The voltage across the diode will remain the same even if the power supply varies a bit. This is also true when the power supply voltage starts to drop when power is turned off. Now, if the processor's ADC reference voltage is also that same power supply voltage, when the power supply drops, the ADC reading from the diode actually goes *up*! This is because the steady voltage across the diode is now a larger fraction of the falling reference voltage. When the processor detects this, it knows the power is going down and it has as many milliseconds as it takes for the supply to die entirely to save the current state into non-volatile memory (a bit of EEPROM on the uP chip usually).
Like this, it's possible to make a digital pedal that remembers the state it was last in even if you pull the plug out.

I've done it as a demo with a couple of buttons that toggle the state of a couple of LEDs, but I've never used it for anything serious. Perhaps I should.

[PRR]

With modern Flash-ROM (non-volatile RAM), state-saving should be trivial. Every time the user changes a setting, write a copy to Flash. If the brain wakes-up blank, get values from Flash.

[anotherjim]

It bothers me that so many MCU's have a brownout detector on chip, but it's looking at the power supply on the chip. If the 5v or 3.3v supply is dropping out, it probably is already too late to do much about it. I think it has to be looking at the immediate power supply input before the regulators. That voltage starts dropping before the regulated.
But, yeh, as Paul mentioned, keep the state in non-volatile memory and load it at power up instead of a preset. Use BOD to prevent any new changes that might be corrupted when the supply voltage starts dropping.

[Rob Strand]

It bothers me that so many MCU's have a brownout detector on chip, but it's looking at the power supply on the chip. If the 5v or 3.3v supply is dropping out, it probably is already too late to do much about it. I think it has to be looking at the immediate power supply input before the regulators. That voltage starts dropping before the regulated.

Indeed!   Like if your battery is going flat the transition from trip to actually failing to work could be some time.  However if someone rips the power out you really need to have some big caps to hold the power up.  Many systems don't!

[ElectricDruid]

With modern Flash-ROM (non-volatile RAM), state-saving should be trivial. Every time the user changes a setting, write a copy to Flash. If the brain wakes-up blank, get values from Flash.

The only potential snag here is Flash ROM's write endurance, which is often as low as 10,000 writes. If someone is a bit of a knob twiddler, you're going to burn through that pretty fast.

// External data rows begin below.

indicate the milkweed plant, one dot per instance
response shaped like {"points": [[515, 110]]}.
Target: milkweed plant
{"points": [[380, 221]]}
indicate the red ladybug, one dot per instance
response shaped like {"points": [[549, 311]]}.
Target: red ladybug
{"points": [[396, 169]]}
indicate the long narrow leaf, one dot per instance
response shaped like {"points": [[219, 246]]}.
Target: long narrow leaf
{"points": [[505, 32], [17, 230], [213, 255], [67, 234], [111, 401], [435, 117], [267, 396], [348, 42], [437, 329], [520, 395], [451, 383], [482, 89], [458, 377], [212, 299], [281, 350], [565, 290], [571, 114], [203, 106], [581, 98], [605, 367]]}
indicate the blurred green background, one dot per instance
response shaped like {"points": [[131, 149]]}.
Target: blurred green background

I suppose you have to do something clever like only update the state when the knob stops moving, rather than every time there's a new value (which would cause 100+ writes as you move the knob from min to max).

[EBK]

You only really need to read the EEPROM's stored state at power up and flash the final state at power down (I'm assuming a controlled power down, not a power failure, although you could certainly design for that if you wanted to).  Everything in between can use volatile memory.